The female writer is a familiar persona in the works of both J. M Coetzee and Zoë Wicomb, probably the South African authors most concerned with what the latter calls ‘that stranger, the writing self’ (‘Writing’).1 The protagonists of Age of Iron and October respectively Mrs Curren and Mercia Murray, are also academics whose scholarly interests inform and suggest a potentially productive form of intertextuality but are not necessarily the impetus for their writing. Thus, Age of Iron, presented as a letter written by Mrs Curren, a retired classics professor, to her daughter in America, examines apartheid history, and in October, Mercia, a professor of English literature writing a monograph on postcolonial memory, also attempts a memoir in which she revisits her family history. Significantly, these women are giving accounts of themselves through an autobiographical project – engaging the genres, respectively, of the epistle and the memoir…

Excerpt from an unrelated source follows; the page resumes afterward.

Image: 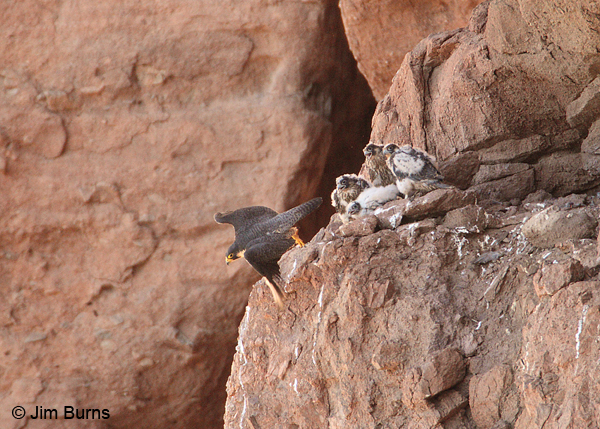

Coetzee and Wicomb: Writers Giving an Account of Themselves in Age of Iron and October
J. M. Coetzee’s Age of Iron and Zoë Wicomb’s October feature female writers who are also academics giving an account of themselves through an autobiographical project engaging the genres, respectively, of the epistle and the memoir. While the aim is, ostensibly, to reach an understanding of the historically situated self – Mrs Curren in state-of-emergency apartheid South Africa and Mercia Murray in a conflicted family history – each narrative is punctuated with moments of profound self-questioning with answers, if any are attempted, formulated only as conditional and deferred. This article argues that Mrs Curren’s and Mercia’s ‘incoherencies’, what Judith Butler in Giving an Account of Oneself calls ‘moments of interruption, stoppage, open-endedness . . . enigmatic articulations that cannot easily be translated into narrative form’ signal each writer’s increasing awareness that she is ‘implicated, beholden, derived, sustained by a social world’ (64) that renders impossible fully knowing both the self and the other and includes her dispossession in the very language with which she attempts to represent herself. It is significant, I claim, that each novel stages an encounter with the figure of the other – Vercueil in Age of Iron and Sylvie in October – that is mediated through a non-linguistic art form, namely music and photography. Temporarily revealing the opacities created by each writer’s normative framework, these scenes demonstrate the possibility of a full responsiveness to and experience of knowing the other that cannot, however, be narrated.